Standout Moments and Symbolism
In "Marty Supreme," the striving hero is Jewish, and the world is not his friend, peopled with corrupt cops, vicious hoodlums, and bullying tycoons. A standout sequence includes a brief but haunting flashback where a concentration-camp survivor recounts smothering his body in honey to feed fellow prisoners, implying the whole saga unfolds in the shadow of the Holocaust.

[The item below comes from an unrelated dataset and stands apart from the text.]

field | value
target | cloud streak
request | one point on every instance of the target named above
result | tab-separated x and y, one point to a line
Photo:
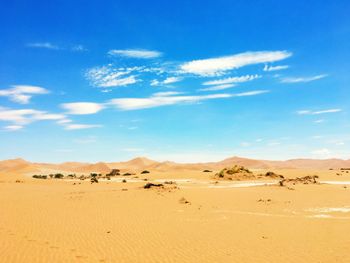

"Sinners" has its own daringly symbolic moment, where a blues song conjures up the spirits of black artists past and future, from West African musicians to hip-hop DJs. In "One Battle After Another," a hallucinatory car chase along a dipping road hints that its struggle is unending.
The Exception: "Hamnet"
An exception to all this frantic energy is "Hamnet" (eight nominations). Bucking the old rule about not working with children and animals, this film tells the story of William Shakespeare's marriage, the birth of his offspring, and the death of his son. Staged in a narrow, muddy world of timbered houses and inglenook fireplaces, it focuses on domestic joys and tragedy rather than Shakespeare's seismic career.
The real protagonist is his wife, here called Agnes and played by Jessie Buckley, a hot favourite for Best Actress. Her wails in childbirth and after her boy's demise are the film's most piercing sounds. The quietness of "Hamnet" distinguishes it in a noisy, frantic field of nominees.
Crowd-Pleasers That Take Risks
These crowd-pleasers that take artistic risks deserve their success, though they are largely dominated by men who do most of the frenetic running and fighting. The old-fashioned template for screen heroism seems as unkillable as those vampires in "Sinners." At this year's Oscars, while "Hamnet" offers quiet reflection, the rest of the nominees are filled with the sound of sirens and relentless motion.